If you don't write the code to free the objects, then you are limiting the code to only being safe to use when you can depend on the memory being free'd by the process being closed ... i.e. small one-time use projects or "throw-away"[1] projects)... where you know when the process will end.

If you do write the code that free()s all your dynamically allocated memory, then you are future proofing the code and letting others use it in a larger project.

[1] regarding "throw-away" projects. Code used in "Throw-away" projects has a way of not being thrown away. Next thing you know ten years have passed and your "throw-away" code is still being used).

I heard a story about some guy who wrote some code just for fun to make his hardware work better. He said "just a hobby, won't be big and professional". Years later lots of people are using his "hobby" code.


Downvoted for "small projects". There are many large projects which very intentionally do not free memory on exit because it's a waste of time if you know your target platforms. IMO, a more accurate example would have been "isolated projects". E.g. if you're making a reusable library that will be included in other applications, there is no well-defined exit point so you shouldn't be leaking memory.
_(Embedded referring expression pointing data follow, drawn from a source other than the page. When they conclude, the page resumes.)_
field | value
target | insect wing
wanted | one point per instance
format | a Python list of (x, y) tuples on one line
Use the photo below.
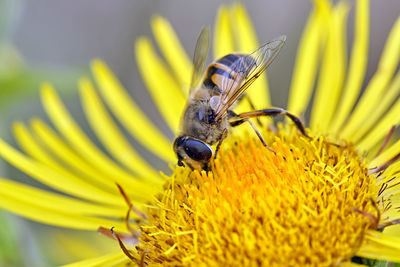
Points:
[(200, 56), (244, 71)]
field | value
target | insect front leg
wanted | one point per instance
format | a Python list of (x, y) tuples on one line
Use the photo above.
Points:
[(223, 136)]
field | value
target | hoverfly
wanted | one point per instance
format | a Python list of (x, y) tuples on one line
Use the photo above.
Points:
[(208, 116)]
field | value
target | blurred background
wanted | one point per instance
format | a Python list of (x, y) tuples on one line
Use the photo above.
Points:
[(54, 41)]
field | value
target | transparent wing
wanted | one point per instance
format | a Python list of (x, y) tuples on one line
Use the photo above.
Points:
[(200, 56), (244, 71)]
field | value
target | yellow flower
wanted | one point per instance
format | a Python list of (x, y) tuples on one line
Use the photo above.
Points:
[(319, 201)]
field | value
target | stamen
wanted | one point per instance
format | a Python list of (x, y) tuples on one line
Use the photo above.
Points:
[(386, 141), (124, 249), (384, 166)]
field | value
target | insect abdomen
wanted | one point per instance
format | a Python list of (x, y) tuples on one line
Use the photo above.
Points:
[(224, 70)]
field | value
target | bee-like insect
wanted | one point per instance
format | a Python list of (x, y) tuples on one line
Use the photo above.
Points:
[(208, 115)]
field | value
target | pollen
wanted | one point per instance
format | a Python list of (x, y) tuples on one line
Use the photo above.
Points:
[(292, 208)]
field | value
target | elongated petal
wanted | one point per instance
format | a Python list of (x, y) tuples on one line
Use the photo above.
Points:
[(68, 156), (305, 69), (61, 181), (376, 87), (223, 36), (54, 217), (68, 128), (332, 70), (164, 90), (246, 39), (56, 202), (380, 246), (358, 65), (386, 155), (111, 136), (130, 115), (381, 128), (30, 146), (106, 260), (375, 117), (172, 50)]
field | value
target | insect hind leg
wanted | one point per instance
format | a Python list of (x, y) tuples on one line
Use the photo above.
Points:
[(274, 112), (242, 120)]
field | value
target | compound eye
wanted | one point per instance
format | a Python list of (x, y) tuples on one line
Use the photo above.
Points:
[(197, 150)]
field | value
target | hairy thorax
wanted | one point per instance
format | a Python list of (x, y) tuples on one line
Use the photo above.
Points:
[(199, 118)]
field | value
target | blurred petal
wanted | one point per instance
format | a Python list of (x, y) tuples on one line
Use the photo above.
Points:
[(381, 129), (63, 182), (54, 217), (106, 260), (305, 69), (380, 246), (107, 131), (358, 65), (386, 155), (172, 50), (61, 203), (166, 93), (73, 133), (130, 115), (332, 71), (223, 36), (375, 127)]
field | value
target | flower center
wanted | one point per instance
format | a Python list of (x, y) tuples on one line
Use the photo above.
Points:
[(255, 207)]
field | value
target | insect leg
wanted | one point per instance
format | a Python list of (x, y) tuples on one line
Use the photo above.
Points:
[(274, 112), (242, 120), (224, 133)]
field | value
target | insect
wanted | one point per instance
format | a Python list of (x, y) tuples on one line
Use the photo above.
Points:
[(208, 113)]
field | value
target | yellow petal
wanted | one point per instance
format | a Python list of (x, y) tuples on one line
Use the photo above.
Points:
[(130, 115), (305, 69), (374, 119), (63, 182), (61, 203), (54, 217), (172, 50), (246, 39), (166, 93), (381, 128), (332, 70), (223, 36), (68, 156), (112, 138), (34, 150), (106, 260), (380, 246), (358, 65), (376, 87), (71, 131)]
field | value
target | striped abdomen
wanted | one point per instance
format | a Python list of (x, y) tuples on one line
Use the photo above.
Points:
[(225, 71)]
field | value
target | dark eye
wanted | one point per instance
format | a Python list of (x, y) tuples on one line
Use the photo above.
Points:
[(197, 150)]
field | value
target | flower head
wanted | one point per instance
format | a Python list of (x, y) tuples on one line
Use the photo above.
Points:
[(318, 201)]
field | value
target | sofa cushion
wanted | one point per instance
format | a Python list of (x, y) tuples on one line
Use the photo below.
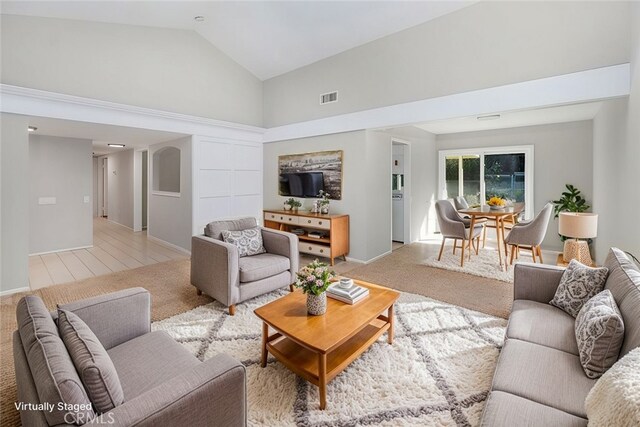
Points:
[(545, 375), (624, 284), (51, 367), (542, 324), (578, 284), (248, 242), (599, 334), (508, 410), (214, 229), (615, 399), (262, 266), (148, 361), (92, 362)]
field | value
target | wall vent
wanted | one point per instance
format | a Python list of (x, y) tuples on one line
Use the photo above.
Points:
[(328, 98)]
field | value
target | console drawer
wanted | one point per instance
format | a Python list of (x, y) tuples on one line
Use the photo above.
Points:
[(320, 223), (314, 249)]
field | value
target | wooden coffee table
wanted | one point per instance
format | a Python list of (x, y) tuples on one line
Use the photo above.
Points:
[(318, 348)]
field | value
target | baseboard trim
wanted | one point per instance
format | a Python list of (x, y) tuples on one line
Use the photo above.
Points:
[(14, 291), (171, 245), (61, 250)]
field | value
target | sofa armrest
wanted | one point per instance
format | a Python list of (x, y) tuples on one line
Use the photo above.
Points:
[(212, 393), (214, 269), (117, 317), (282, 243), (536, 282)]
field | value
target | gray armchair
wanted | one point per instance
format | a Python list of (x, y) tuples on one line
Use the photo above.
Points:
[(218, 271), (162, 382), (452, 226), (529, 235)]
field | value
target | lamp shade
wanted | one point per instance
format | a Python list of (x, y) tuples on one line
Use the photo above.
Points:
[(578, 225)]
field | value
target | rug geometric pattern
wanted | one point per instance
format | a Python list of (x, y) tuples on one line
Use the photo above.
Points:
[(437, 372)]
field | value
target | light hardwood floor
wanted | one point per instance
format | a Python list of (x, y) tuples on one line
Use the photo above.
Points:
[(115, 248)]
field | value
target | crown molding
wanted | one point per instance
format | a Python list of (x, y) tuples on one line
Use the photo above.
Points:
[(35, 102)]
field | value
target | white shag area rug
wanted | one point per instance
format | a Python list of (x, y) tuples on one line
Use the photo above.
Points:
[(485, 264), (438, 371)]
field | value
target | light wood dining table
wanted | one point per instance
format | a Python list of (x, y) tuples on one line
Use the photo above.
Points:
[(499, 216)]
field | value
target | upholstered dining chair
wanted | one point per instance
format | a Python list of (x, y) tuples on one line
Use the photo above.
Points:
[(453, 227), (219, 270), (529, 235), (461, 203)]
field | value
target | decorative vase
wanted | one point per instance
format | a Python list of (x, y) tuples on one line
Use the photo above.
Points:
[(317, 304)]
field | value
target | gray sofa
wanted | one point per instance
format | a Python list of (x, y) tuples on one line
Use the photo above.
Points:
[(539, 380), (218, 271), (163, 383)]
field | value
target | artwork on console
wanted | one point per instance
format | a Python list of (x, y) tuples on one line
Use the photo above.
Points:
[(304, 175)]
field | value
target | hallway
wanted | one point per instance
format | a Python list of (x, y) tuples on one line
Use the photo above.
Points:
[(115, 248)]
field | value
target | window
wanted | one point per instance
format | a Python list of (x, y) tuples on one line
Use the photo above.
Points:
[(166, 171), (481, 173)]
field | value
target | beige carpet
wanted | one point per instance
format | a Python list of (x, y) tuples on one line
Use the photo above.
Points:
[(171, 294)]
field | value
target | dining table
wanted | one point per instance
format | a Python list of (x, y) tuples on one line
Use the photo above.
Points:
[(499, 216)]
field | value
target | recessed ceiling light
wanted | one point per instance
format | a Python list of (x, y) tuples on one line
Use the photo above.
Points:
[(489, 117)]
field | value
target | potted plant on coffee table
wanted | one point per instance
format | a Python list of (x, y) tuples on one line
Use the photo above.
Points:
[(314, 279)]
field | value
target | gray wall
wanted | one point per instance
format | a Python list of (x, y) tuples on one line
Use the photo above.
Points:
[(170, 218), (14, 202), (60, 168), (616, 163), (165, 69), (120, 188), (484, 45), (563, 155)]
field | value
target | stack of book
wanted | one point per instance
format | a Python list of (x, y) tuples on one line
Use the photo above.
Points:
[(350, 295)]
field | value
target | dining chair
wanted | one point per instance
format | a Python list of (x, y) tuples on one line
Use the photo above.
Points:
[(452, 226), (529, 235)]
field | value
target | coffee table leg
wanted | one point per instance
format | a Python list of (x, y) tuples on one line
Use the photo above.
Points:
[(390, 331), (265, 336), (322, 365)]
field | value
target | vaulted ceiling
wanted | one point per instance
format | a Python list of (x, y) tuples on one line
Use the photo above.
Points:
[(268, 38)]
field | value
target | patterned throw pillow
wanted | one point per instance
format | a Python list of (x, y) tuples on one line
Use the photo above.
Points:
[(248, 242), (578, 284), (599, 333)]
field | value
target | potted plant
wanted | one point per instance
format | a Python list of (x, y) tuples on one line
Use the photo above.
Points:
[(324, 201), (314, 279), (293, 204)]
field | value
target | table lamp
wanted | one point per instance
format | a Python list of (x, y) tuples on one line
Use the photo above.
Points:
[(578, 226)]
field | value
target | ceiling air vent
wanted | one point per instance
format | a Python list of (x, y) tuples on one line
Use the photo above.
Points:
[(328, 98)]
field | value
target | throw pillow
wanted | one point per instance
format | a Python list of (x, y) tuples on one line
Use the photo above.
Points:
[(599, 333), (92, 362), (578, 284), (615, 399), (248, 242)]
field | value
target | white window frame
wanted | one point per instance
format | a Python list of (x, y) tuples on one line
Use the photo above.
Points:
[(528, 151)]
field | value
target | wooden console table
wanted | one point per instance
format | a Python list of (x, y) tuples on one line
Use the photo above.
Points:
[(333, 245)]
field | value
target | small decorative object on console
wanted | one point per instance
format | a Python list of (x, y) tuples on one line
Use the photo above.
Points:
[(314, 279)]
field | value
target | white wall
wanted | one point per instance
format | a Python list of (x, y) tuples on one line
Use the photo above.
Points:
[(616, 175), (366, 186), (120, 188), (170, 217), (227, 180), (563, 155), (14, 203), (485, 45), (60, 168), (164, 69)]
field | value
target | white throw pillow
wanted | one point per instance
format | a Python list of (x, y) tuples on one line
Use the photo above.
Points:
[(248, 242), (615, 399)]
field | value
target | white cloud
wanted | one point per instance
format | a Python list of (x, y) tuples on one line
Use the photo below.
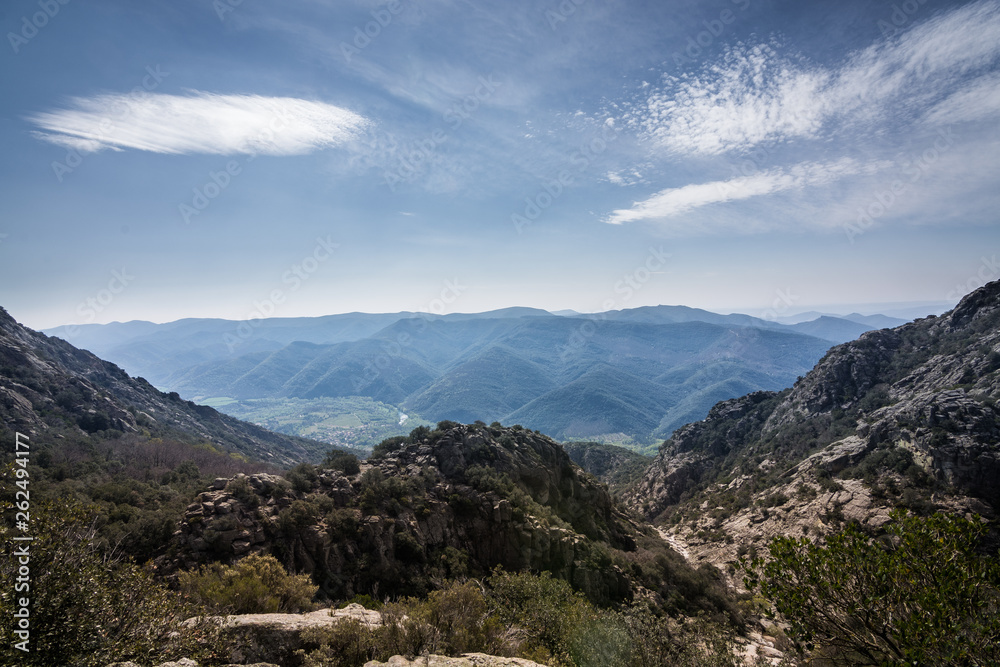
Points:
[(754, 95), (676, 201), (198, 123)]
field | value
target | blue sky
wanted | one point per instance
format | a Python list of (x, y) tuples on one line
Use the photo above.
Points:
[(244, 158)]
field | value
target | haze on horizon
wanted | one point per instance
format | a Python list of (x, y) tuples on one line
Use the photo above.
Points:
[(196, 159)]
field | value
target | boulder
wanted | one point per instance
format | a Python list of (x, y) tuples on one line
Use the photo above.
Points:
[(467, 660)]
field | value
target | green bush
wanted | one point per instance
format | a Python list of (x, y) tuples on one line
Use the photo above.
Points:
[(345, 462), (89, 609), (254, 585), (919, 595)]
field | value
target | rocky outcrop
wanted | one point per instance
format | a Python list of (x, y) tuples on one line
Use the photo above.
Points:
[(467, 660), (187, 662), (275, 638), (454, 502), (906, 416)]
For a standalone application, you will always know exactly when the process is ending and can make a conscious decision to offload cleanup to the OS (which has to do the checks either way).
Yesterday's application is today's library function, and tomorrow it'll be linked into a long-lived server that calls it thousands of times.
@AdrianMcCarthy: If a function checks whether a static pointer is null, initializes it with malloc() if it is, and terminates if the pointer is still null, such a function may be safely used an arbitrary number of times even if free is never called. I think it's probably worthwhile to distinguish memory leaks which can use up an unbounded amount of storage, versus situations which can only waste a finite and predictable amount of storage.
@supercat: My comment was talking about code changing over time. Sure, leaking a bounded amount of memory is not a problem. But someday, somebody's gonna want to change that function so that it's no longer using a static pointer. If the code has no provision for being able to release the pointed-to memory, that's going to be a hard change (or, worse, the change will be bad and you'll end up with an unbounded leak).
@AdrianMcCarthy: Changing the code to no longer use a static pointer would likely require moving the pointer into some kind of "context" object, and adding code to create and destroy such objects. If the pointer is always null if no allocation exists, and non-null when an allocation does exist, having code free the allocation and set the pointer to null when a context is destroyed would be straightforward, especially compared with everything else that would need to be done to move static objects into a context structure.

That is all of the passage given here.